見知らぬ紙
この小説に登場する団体は全て架空の組織です。よって実際の企業。組織とは一切関係ありません。
「こんにちはー!」
「お!?」
突如横から聞こえた声に純香は思わず腰を浮かせ、弾かれた様な動きで入り口を見る。
「ん? おお?」
「あ……。どうも。赤坂さん」
純香は今日何度も聞いたその声の方向を見やる。そこには彼女を見つけて怪訝そうに小首を傾げる赤髪の個体が居た。赤髪は純香の顔を見た後、すっと視線を下にずらす。純香もそれに追随する。膝の上に置かれた入部届があった。
油性のボールペンで清書していた筈の名前欄に、素っ頓狂な方向へ伸びた線が描かれた。余白と文字の間も考えて、綺麗に見える様に丹念に描かれたその純白を汚す一本の黒線。
丁寧な仕事をこよなく愛する主義である純香の十分間の努力は、たった一言の挨拶で無駄になったのだ。
「ああ……」
思わず純香は声を漏らす。嫌な奴の不快な言葉に対応しながらの作業である。彼女は家で書いた方が良いんじゃないかとも思っていた。それでもなんとなく帰ってはいけない雰囲気が出来上がっていた。それに従って部室に残って書いた努力の結晶がただの紙に成り下がったのだ。材質が硬いため、鼻紙にもなりはしない。
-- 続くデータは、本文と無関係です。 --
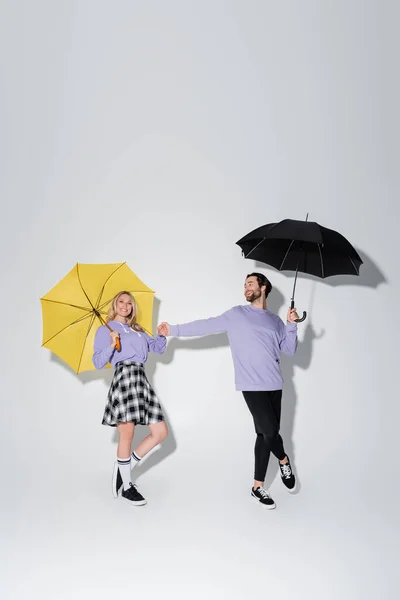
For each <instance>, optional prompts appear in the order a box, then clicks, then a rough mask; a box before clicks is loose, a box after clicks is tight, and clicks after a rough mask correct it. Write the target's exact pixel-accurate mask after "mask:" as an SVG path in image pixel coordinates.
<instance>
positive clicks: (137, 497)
mask: <svg viewBox="0 0 400 600" xmlns="http://www.w3.org/2000/svg"><path fill="white" fill-rule="evenodd" d="M121 497H122V498H123V499H124V500H128V502H130V503H131V504H133V505H135V506H143V505H144V504H147V500H145V499H144V498H143V496H142V494H140V493H139V492H138V490H137V487H136V485H134V484H133V483H130V484H129V488H128V489H127V490H124V489H123V490H122V494H121Z"/></svg>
「純香ちゃん……もしかして入部したいの!? 新入部員!? やりましたよ先輩! 賑やかになりますよ! ん? 純香ちゃん。魔法少女だ――」
「赤坂さん。声が大きすぎ。あと純香ちゃん知ってたんだ?」
再度戸棚の方へ移動している渚は、顔を歪ませて言った。彼女は自身の耳を軽く押さえている。うるさかったのだろう。
「あう……。ごめんなさい。えーと。純香ちゃんとは同じクラスなんです。今日まであまり喋ったこと無かったけど。あと純香ちゃん。なんかごめんね。驚かせちゃって。あと名前で呼んでよ。朱莉って」
赤坂は喜びに満ち溢れた態度から一転、しょげて小さくなる。頬を人差し指で掻きながら二人に謝る。視線は宙を彷徨い動き、最後には純香と渚の中央の空間。その先にある窓から見える外の海に腰を落ち着けた。綺麗に晴れ、空と海の性質が違う青が美しい光景である。
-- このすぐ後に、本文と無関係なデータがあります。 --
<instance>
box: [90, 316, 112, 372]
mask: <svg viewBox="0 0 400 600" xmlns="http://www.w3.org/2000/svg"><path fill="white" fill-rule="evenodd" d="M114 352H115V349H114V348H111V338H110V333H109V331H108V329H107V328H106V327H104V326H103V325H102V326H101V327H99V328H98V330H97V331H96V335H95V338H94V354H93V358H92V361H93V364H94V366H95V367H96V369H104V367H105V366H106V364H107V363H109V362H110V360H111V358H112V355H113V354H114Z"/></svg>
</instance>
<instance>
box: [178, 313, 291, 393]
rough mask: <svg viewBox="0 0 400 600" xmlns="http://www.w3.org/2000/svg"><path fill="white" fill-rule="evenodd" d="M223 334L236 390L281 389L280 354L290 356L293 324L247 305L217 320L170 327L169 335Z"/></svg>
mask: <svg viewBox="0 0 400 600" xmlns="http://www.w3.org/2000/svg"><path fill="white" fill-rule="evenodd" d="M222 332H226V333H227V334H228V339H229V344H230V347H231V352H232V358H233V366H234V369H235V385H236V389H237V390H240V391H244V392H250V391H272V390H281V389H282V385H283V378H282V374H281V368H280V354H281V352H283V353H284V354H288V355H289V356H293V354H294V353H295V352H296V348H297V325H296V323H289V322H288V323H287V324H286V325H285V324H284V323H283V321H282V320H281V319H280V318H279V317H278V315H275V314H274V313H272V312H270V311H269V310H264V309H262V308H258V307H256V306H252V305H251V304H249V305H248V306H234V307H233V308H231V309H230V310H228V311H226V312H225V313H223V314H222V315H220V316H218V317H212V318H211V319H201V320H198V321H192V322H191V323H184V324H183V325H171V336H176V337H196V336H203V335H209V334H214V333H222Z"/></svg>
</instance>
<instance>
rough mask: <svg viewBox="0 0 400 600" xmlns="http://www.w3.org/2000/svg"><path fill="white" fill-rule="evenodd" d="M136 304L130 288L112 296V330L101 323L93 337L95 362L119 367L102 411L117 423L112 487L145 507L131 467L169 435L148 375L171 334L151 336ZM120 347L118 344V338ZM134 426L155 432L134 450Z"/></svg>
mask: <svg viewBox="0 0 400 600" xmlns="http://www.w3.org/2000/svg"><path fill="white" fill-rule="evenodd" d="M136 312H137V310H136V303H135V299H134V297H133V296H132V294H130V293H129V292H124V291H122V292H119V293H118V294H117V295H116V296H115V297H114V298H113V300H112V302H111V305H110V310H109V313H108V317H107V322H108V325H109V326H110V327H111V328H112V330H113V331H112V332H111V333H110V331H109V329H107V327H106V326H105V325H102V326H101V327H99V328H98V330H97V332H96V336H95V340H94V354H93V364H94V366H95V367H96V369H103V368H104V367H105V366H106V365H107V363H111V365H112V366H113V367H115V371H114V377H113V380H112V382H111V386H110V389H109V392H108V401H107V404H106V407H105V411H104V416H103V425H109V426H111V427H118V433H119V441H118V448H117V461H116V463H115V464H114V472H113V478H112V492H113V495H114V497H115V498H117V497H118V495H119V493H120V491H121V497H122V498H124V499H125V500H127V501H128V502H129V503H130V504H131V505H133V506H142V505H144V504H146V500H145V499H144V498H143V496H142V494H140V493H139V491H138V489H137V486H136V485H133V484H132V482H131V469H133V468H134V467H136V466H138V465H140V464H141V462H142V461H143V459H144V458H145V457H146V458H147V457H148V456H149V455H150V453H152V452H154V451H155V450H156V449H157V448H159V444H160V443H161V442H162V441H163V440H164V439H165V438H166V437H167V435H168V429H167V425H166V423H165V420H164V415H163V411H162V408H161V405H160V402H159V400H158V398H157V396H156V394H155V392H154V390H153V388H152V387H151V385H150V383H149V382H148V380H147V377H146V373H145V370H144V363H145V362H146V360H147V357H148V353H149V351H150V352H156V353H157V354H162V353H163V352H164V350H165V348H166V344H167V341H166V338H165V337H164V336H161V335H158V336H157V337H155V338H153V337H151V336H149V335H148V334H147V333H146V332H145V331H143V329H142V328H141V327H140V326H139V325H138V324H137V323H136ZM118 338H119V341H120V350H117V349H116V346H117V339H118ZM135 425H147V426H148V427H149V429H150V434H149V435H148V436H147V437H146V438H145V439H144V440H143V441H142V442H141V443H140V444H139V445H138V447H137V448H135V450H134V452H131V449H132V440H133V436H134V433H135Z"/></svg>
「いや。謝るほどの事じゃないよ。名前で呼ぶのは……ごめん。まだ無理。私、人付き合い苦手な性質だし。もう少し時期を……ね?」
「はい。純香ちゃん。代わりの」
渚は棚から再度引き出してきた入部届を純香に渡す。
その時だった。彼女のスカートの前部。丁度チャックの辺りが細かく震えたのは。
彼女ら訝し気にポケットに空いた右手を突っ込む。どこか引っかかって取り出せないのだろう。一見股をまさぐっている様に見える。
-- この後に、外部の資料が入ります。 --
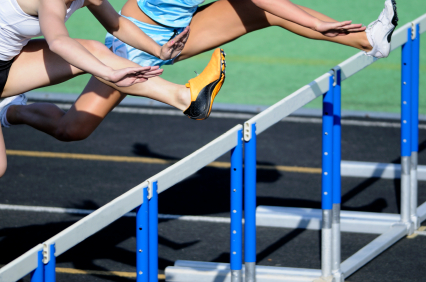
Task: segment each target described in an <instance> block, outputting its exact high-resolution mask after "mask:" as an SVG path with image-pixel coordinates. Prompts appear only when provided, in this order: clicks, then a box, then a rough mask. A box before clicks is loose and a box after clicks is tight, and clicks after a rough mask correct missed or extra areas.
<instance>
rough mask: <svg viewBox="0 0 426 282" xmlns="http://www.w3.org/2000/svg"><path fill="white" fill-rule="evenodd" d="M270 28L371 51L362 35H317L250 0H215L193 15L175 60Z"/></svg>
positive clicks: (319, 13) (328, 19)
しばしの格闘後、ようやくそこから携帯を取り出す事に成功する。彼女は端末の起動ボタンを押し、画面を表示。狐のジト目が笑いを誘う待ち受け画面が表示される。そこに暗証番号を入力しロックを解除。SNSアプリを起動する。
「加見野先生。職員会議が長引いて遅れるみたい。今日の活動は無し。ごめんね純香ちゃん。待ってもらってたのに」
「えー。そんなあ」
顔をしかめる渚。落胆する朱莉。朱莉の反応は純香が予想した通りの物だった。しかし、意外なのは渚の反応だ。ただ中止を伝えられたにしては随分と不機嫌な様子だったからだ。
疑問に思った純香は彼女に許可を取って画面を覗く。業務連絡と思わんばかりに最低限な遣り取りしかしない渚とは対照的に、顧問の教師の発言には大量の顔文字やイラスト。はたまた絵文字が乱舞していた。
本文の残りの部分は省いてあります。